Aku melanjutkan perjalanan dengan
perasaan yang tidak ku kenali sebelumnya. Sebelum binarmu datang, aku tak mengenal kesepian. Aku menyeret trauma kepada sinar apapun karena kau. Jika
kau tidak pernah memberi sinar kepadaku, saat ini aku tak akan berjalan
begitu berhati-hati. Jalanan terasa demikian gelap. Aku refleks berjalan mundur
dan berlari kencang menjauh jika bersua dengan cahaya. Aku berjalan meraba-raba
kerikil yang berserakan was-was mereka hendak menusuk kakiku. Aku terlampau
berhati-hati hingga aku tak kunjung sampai pada tujuanku. Aku seharusnya tak
perlu berjalan terlampau berhati-hati jika aku tak takut terlukai, bukan?
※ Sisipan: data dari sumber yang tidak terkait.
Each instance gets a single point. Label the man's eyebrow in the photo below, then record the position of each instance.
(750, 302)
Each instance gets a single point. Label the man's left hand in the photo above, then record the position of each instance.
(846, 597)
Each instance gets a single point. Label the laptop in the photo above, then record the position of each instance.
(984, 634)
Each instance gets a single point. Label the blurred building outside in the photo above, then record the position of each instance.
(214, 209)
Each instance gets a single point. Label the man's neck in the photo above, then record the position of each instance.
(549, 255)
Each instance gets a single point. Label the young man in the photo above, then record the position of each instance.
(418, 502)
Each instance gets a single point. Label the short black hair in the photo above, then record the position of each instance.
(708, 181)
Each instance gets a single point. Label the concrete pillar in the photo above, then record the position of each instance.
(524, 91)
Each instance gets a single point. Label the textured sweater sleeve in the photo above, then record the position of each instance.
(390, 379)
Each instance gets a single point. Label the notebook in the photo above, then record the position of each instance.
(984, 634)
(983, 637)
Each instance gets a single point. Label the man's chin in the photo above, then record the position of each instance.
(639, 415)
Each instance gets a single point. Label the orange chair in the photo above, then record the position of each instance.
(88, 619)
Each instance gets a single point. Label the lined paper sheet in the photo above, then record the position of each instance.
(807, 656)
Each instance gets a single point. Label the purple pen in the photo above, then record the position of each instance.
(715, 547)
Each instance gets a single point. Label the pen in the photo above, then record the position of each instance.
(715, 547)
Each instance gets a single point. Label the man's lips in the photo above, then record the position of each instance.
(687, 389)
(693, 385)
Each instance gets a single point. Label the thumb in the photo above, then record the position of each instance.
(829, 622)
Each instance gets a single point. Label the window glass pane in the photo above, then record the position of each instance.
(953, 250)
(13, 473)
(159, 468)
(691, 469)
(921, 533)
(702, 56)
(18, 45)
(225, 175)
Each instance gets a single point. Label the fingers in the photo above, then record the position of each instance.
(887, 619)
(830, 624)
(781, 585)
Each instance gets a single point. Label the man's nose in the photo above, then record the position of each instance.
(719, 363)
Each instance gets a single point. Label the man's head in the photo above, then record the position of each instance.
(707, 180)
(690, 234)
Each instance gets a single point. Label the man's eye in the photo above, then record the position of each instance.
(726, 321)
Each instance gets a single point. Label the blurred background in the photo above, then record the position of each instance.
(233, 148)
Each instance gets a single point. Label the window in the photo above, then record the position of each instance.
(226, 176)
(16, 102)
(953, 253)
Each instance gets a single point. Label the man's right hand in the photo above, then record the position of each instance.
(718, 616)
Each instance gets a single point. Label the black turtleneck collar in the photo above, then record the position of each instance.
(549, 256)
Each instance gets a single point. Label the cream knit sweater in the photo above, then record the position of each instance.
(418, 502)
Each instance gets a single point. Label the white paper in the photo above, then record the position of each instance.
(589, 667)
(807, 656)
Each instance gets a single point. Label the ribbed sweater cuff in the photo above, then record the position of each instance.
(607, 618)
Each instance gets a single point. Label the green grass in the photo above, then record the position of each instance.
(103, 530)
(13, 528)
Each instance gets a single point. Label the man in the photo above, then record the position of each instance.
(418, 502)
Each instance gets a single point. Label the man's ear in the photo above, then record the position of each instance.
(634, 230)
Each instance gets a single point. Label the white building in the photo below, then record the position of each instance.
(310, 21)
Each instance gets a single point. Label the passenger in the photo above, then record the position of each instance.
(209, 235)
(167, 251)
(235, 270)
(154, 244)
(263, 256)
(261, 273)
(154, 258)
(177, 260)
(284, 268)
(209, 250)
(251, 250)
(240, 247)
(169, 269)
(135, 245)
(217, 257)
Aku hanya tak menyangka kau
sebatas bermain-main saat itu. Tanpa kau tahu, hal yang kau anggap permainan adalah hati
untukku. Harapan yang kau taburkan di sekelilingku membuatku sulit mempercayai
harapan di ujung perjalanan sana. Aku berhati-hati sekali meski aku tak perlu
berhati-hati. Jika harus jatuh sekalipun, bukankah aku selalu bisa bangkit?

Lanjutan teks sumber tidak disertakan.